Windows kernel Analysis-implementation of kernel debugging mechanisms (Ntcreatedebugobject, dbgkppostfakeprocesscreatemessages, dbgkppostfakethreadmessages analysis)

This paper mainly analyzes several kernel functions related to debugging in the kernel.

The first is the Ntcreatedebugobject function, which is used to create a kernel debug object, and the parser shows that it is just a layer of obcreateobject encapsulation and initializes some struct members.

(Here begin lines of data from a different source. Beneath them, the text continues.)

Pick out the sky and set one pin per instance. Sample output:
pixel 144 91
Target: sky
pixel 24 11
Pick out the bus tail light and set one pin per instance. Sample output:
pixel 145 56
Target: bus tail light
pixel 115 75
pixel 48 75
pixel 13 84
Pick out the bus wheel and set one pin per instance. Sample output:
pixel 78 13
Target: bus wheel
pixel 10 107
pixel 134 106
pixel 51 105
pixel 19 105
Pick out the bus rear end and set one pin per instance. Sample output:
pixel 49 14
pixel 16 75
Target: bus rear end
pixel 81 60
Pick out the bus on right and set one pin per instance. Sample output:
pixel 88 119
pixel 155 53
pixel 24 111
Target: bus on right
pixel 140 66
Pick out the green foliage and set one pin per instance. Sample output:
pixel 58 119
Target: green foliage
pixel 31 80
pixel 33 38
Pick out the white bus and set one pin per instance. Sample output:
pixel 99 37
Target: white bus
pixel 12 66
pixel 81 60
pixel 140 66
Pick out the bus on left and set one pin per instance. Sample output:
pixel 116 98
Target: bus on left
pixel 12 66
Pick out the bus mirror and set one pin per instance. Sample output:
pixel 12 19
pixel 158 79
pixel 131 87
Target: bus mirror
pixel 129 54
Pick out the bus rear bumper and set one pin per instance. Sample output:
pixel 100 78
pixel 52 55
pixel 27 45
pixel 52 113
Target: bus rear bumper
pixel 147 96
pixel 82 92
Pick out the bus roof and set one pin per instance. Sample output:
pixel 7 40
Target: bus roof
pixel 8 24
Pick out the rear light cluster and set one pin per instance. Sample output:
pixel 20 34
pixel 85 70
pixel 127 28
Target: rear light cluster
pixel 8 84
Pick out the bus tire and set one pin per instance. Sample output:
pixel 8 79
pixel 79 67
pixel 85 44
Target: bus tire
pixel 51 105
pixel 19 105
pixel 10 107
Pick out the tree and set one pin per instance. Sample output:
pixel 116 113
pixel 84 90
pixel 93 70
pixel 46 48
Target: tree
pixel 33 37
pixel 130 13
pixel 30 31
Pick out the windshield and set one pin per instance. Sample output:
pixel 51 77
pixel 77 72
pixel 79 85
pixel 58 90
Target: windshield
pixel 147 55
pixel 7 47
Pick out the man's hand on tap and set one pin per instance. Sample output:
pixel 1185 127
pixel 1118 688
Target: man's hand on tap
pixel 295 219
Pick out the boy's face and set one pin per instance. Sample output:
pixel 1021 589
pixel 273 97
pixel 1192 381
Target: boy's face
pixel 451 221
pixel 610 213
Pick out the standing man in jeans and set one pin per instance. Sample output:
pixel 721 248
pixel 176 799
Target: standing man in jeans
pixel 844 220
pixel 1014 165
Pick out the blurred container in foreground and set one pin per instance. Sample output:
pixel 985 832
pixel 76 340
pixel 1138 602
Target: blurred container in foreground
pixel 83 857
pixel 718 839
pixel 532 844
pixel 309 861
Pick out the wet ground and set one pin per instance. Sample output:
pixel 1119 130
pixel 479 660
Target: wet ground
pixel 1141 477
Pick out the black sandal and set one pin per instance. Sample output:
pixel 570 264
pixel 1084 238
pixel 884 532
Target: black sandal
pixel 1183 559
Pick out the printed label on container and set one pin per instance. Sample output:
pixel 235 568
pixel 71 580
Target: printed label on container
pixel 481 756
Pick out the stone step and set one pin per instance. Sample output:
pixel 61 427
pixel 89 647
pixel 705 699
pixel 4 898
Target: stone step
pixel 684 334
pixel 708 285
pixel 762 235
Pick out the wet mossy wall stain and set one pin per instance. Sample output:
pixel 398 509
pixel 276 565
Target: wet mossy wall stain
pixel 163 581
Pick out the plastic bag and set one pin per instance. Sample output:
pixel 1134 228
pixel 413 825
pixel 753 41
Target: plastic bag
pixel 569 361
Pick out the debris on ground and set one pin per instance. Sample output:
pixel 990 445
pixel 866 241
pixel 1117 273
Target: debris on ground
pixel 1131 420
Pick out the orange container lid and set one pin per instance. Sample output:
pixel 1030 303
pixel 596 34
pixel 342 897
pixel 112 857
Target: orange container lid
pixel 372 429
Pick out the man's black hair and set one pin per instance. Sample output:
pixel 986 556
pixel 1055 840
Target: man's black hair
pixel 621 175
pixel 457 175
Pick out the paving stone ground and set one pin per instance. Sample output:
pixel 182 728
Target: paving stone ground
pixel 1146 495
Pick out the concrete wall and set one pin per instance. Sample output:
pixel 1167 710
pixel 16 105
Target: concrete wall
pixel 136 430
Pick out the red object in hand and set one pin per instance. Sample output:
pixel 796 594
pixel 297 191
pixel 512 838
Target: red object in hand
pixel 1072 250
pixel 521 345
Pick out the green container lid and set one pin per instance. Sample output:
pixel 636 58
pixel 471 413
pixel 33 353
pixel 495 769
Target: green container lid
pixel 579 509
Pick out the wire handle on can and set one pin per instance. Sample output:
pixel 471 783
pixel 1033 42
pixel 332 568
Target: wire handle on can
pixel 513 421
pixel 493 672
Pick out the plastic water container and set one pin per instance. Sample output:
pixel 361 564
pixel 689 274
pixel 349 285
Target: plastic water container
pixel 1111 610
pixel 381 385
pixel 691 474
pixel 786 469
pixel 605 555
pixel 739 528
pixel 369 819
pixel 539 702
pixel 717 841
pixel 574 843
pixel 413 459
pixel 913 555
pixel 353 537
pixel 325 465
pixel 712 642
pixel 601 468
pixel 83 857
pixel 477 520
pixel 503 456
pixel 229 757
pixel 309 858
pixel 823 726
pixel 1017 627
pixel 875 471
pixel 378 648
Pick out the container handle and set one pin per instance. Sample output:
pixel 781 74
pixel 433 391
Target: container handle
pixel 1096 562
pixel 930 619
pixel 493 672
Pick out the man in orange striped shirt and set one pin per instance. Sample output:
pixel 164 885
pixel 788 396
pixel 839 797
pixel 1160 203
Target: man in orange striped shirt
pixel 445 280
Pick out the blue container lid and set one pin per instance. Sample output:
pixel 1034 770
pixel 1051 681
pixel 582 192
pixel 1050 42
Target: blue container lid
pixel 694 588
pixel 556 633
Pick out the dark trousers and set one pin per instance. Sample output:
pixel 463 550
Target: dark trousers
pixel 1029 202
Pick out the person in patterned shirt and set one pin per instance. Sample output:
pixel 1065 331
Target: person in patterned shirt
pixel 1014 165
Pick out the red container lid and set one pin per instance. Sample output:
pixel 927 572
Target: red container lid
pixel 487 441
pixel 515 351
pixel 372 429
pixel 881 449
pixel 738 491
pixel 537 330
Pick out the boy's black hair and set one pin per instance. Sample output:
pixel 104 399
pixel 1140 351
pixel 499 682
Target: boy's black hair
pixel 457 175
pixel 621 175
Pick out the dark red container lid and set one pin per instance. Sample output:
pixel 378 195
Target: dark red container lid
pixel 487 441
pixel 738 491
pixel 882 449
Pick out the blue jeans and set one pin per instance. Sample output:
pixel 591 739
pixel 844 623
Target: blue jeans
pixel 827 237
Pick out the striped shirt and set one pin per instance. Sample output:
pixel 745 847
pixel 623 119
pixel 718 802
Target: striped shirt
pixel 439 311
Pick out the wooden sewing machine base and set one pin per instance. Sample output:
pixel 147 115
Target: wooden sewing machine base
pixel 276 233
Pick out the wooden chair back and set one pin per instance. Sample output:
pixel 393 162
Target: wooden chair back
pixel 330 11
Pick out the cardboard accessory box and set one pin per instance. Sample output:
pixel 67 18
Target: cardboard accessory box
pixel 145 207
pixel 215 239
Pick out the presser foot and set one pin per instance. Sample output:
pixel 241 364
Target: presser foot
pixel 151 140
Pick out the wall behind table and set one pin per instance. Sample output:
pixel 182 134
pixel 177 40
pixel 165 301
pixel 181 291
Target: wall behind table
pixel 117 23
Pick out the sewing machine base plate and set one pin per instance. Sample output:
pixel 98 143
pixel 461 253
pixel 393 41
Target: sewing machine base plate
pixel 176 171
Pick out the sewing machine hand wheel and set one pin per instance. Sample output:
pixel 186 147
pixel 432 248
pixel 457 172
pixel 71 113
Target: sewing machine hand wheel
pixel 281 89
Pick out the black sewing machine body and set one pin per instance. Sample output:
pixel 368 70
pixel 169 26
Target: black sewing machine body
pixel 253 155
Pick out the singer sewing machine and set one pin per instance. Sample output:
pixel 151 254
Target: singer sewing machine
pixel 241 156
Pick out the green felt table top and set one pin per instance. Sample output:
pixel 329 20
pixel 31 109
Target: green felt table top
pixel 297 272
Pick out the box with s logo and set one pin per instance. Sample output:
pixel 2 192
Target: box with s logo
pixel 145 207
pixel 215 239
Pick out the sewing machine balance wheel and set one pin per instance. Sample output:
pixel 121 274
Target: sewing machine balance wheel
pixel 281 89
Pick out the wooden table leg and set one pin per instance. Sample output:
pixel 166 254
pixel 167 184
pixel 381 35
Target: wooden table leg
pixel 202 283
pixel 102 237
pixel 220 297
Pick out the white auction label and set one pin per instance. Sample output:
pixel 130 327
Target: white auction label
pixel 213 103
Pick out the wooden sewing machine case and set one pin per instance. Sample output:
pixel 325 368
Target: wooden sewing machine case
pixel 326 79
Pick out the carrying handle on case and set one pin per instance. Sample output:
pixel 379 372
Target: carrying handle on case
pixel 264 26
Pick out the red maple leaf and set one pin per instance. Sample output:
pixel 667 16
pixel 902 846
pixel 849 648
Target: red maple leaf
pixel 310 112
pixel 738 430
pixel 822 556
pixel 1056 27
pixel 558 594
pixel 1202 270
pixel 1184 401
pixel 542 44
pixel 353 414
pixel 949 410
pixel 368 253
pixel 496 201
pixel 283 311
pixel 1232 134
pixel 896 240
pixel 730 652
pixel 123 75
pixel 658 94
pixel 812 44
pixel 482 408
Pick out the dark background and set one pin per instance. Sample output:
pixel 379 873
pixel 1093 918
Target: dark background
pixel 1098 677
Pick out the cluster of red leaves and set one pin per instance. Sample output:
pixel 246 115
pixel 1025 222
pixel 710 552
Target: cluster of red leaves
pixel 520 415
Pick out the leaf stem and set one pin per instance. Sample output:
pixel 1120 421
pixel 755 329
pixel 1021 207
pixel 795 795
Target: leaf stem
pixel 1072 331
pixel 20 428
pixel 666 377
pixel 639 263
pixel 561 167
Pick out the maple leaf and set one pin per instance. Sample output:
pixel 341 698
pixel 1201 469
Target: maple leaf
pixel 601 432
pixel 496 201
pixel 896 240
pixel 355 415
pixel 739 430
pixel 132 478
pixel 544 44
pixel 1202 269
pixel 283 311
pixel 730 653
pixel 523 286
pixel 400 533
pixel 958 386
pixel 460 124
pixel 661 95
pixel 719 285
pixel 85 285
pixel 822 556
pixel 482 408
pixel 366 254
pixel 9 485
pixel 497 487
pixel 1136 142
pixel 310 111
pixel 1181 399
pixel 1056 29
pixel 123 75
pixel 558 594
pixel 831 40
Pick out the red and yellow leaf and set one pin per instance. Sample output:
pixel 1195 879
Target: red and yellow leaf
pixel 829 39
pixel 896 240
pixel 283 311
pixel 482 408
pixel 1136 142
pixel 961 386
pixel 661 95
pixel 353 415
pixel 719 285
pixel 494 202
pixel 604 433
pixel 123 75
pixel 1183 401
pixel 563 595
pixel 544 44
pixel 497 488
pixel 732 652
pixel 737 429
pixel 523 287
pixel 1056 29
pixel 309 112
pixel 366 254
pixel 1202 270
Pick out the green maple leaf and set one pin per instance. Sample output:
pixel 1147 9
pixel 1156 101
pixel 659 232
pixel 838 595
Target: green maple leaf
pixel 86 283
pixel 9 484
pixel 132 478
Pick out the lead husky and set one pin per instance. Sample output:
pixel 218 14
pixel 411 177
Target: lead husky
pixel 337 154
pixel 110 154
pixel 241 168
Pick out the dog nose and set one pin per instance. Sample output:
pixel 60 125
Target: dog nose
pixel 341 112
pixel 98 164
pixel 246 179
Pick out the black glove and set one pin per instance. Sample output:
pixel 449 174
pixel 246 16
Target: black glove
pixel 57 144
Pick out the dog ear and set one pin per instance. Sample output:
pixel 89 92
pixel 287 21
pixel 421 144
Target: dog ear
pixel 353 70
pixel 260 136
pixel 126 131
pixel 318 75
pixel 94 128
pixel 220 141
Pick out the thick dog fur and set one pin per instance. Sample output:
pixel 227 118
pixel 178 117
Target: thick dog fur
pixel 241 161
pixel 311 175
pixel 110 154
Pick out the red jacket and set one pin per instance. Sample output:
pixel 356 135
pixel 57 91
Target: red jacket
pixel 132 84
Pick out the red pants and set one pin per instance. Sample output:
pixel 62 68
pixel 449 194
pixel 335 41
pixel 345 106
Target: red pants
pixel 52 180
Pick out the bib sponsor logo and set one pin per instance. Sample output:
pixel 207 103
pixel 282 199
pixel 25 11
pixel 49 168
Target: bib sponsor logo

I'll write some notes about the management of the Window object, and I'll analyze the object creation process.

From WRK1.2
Ntstatusntcreatedebugobject (out Phandle debugobjecthandle, in Access_mask desiredaccess, in POBJECT_ATTRIBUTES    Objectattributes, in ULONG Flags) {NTSTATUS Status;    HANDLE HANDLE;    Kprocessor_mode Previousmode;    Pdebug_object Debugobject;    Detects the IRQL level at which the macro is located, which is equivalent to an assertion that determines the current IRQL allow paging paged_code ();    Gets whether the current operating mode is kernel or user Previousmode = Kegetpreviousmode ();        try {if (Previousmode! = KernelMode) {//Verify read-write (verify parameter correctness) Probeforwritehandle (debugobjecthandle);    } *debugobjecthandle = NULL;    } except (Exsystemexceptionfilter ()) {return GetExceptionCode ();    } if (Flags & ~debug_kill_on_close) {return status_invalid_parameter;                             }////Create Debug object//Status = Obcreateobject (Previousmode, Dbgkdebugobjecttype,                             Objectattributes, Previousmode, NULL, sizeof (Debug_OBJECT), 0, 0, &debugobject); if (!    Nt_success (status)) {return status; } Exinitializefastmutex (&debugobject->mutex);//Initialize debug event chain list in debug kernel object Initializelisthead (&DebugObject->    EventList);    Keinitializeevent (&debugobject->eventspresent, notificationevent, FALSE);    if (Flags & debug_kill_on_close) {debugobject->flags = Debug_object_kill_on_close;    } else {debugobject->flags = 0;                             }//Debug object inserts the handle table of the current process Status = Obinsertobject (Debugobject, NULL, Desiredaccess, 0, NULL, &handl    e/* returns a handle */); if (!    Nt_success (status)) {return status;    }//secure copy with exception handling try {*debugobjecthandle = Handle; } except (Exsystemexceptionfilter ()) {Status = GetExceptionCode ();   } return Status; 

The Windows debugging mechanism in 29th writes the () function in the learning note DebugActiveProcess , which is called to zwdebugactiveprocess () and the function is finally executed to ntdebugactiveprocess ()

And the key call in this function is Dbgkppostfakeprocesscreatemessages () and Dbgkpsetprocessdebugobject ().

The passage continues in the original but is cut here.